Quid du rôle de la France?

«Alors que la crise provoquée par l’ambassadeur du Maroc à l’Onu a eu lieu un peu plus de deux semaines avant la rencontre entre Bourita et Blinken à Rome, les États-Unis pourraient penser à faire pression sur l’Algérie en utilisant la carte kabyle», juge l’expert. À ce titre, il rappelle que «Joe Biden était le président de la commission des affaires étrangères au Sénat américain en décembre 1997, lors de la promotion du projet nation-building du Président de l’époque Bill Clinton qui a servi de base à la partition on de l’ex-Yougoslavie, dont il avait été un fervent militant».

Dans ce contexte, «la France qui reste la puissance occidentale la mieux ancrée en Afrique, notamment au Sahel, au Maroc et dans les pays de la CEDEAO, s’avère être le meilleur allié des Américains dans ce continent», affirme le professeur Brahimi El Mili. Et d’expliquer que «les États-Unis ne peuvent pas s’exposer trop face à la Chine en Algérie en usant de la carte kabyle, vu qu’Américains et Chinois s’opposent frontalement, y compris avec les moyens militaires, sur la question de Taïwan dans laquelle ils ont également le soutien des Français qui ont déployé dernièrement des bâtiments de guerre en mer de Chine».

En conclusion

Enfin, l’expert juge que c’est dans ce sens qu’il «faudrait lire la visite le 19 juillet du chef de la diplomatie chinoise Wang Yi à Alger, où il avait affirmé que Pékin appréciait hautement le ferme soutien de l’Algérie, qui n’a jamais reconnu Taïwan, sur les questions touchant aux intérêts vitaux et aux préoccupations majeures de la Chine. Tout en ajoutant que son pays soutenait fermement l'Algérie dans la poursuite d'une voie de développement adaptée à ses conditions nationales, dans la préservation de la souveraineté, de l'indépendance et de l'intégrité territoriale, et dans ses efforts visant à jouer un rôle plus important dans les affaires internationales et régionales».

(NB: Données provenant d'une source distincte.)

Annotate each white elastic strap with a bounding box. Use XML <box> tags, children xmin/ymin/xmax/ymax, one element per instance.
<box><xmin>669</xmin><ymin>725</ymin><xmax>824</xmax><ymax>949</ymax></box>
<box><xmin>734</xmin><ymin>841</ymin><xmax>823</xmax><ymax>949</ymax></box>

«La France, qui va redéployer Barkhane avec le soutien des Européens et des Américains, reçoit depuis le 21 juillet Nasser Bourita en visite de travail de plusieurs jours, visite d’affaires durant laquelle il rencontra son homologue Jean-Yves Le Drian le lundi 26 juillet», conclut-il, informant que «les deux hommes aborderont notamment la crise entre le Maroc, l’Espagne et l’Allemagne, en plus du dossier de la Libye, la situation au Tchad et au Mali et d’autres questions régionales d’actualité. Le tout dans le contexte du scandale de l’espionnage par le logiciel israélien Pegasus et de l’approche de la campagne présidentielle française de 2022 que l’Algérie pourrait exploiter à son profit».